Nomeei essa seção de ―o início de um debate sobre lugar de fala‖ e chego a esse ponto do texto compreendendo que meu lugar de fala se constitui enquanto lugar de multi-posicionalidades, no qual me vejo atravessada por um conjunto de elementos que me situam em relações e em espaços diversos. Enquanto mulher, enquanto antropóloga, enquanto alguém que pesquisa o norte, que se propôs a trabalhar com religiões de matriz africana, sem, contudo, ser afro-religiosa, socialmente considerada uma mulher branca, mas que também nasceu e viveu toda a sua vida em uma cidade no norte do país e que estuda agora em uma universidade do centro-sul. Acredito que essas multi- posicionalidades que me atravessam e constituem igualmente influenciam o olhar que lanço, neste caso, sobre o campo.

A partir de outros termos, Stuart Hall (1996) fala sobre diversos pertencimentos e posicionalidades ao abordar sua experiência enquanto um intelectual diaspórico. O autor reconstrói sua trajetória e a constituição de sua identidade, atravessada por recortes familiares em contexto colonial na Jamaica, formulando a partir disso uma reflexão em termos do que vai chamar de uma experiência diaspórica. Ao migrar para a

Inglaterra Hall se depara com um sentimento de duplo pertencimento, simultaneamente a um não-pertencimento a lugar nenhum. Em diálogo com Simmel, o autor nomeia esse sentimento de ―um estranho familiar‖, concomitantemente ser de dentro e de fora. A sofisticação da reflexão que Stuart Hall elabora a partir do acúmulo de suas experiências pessoais, familiares, acadêmicas, me inspira de maneira singular a compreender de que modo o que estou chamando de multi-posicionalidades, para me referir à minha própria trajetória, podem ser decisivas na constituição pessoal e intelectual.

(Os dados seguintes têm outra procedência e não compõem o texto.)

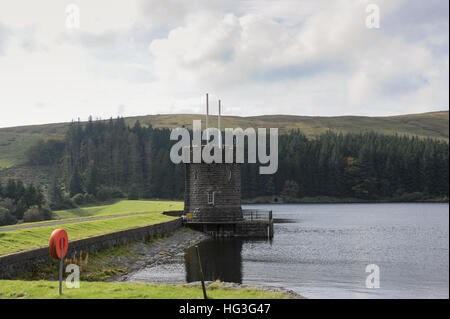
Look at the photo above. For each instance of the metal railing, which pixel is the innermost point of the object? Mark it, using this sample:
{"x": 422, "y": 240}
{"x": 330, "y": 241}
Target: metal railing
{"x": 257, "y": 214}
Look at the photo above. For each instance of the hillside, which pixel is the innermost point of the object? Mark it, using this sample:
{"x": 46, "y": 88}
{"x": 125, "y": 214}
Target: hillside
{"x": 16, "y": 140}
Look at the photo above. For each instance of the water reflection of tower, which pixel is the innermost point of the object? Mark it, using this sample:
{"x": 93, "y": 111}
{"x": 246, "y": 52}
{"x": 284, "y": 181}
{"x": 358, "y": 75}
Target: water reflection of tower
{"x": 221, "y": 259}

Foi um pouco dessa discussão que julguei necessária para iniciar a dissertação. Considerando todos esses elementos, as motivações, as frustrações vividas e canalizadas para a produção da dissertação, os aprendizados que obtive em contato com o a bibliografia e com o campo. Tudo isso foi delineando as escolhas pela questão sobre a qual agora me debruço, a temática e o recorte. Em linhas gerais, este capítulo serviu como uma introdução em que o percurso de mais de quatro anos em campo foi sendo desenhado para a leitora. Assim, tendo conseguido estabelecer os primeiros panoramas e contextos nas linhas deste capítulo, sigamos o enredo que estamos a tecer aqui, que agora nos levará para uma discussão sobre o contexto da Amazônia, no que se refere à presença da população negra e a afro-religiosidade, de modo que possamos compreender sobre qual cenário se estabelece nossa discussão acerca dos saberes mobilizados e articulados no chão do terreiro.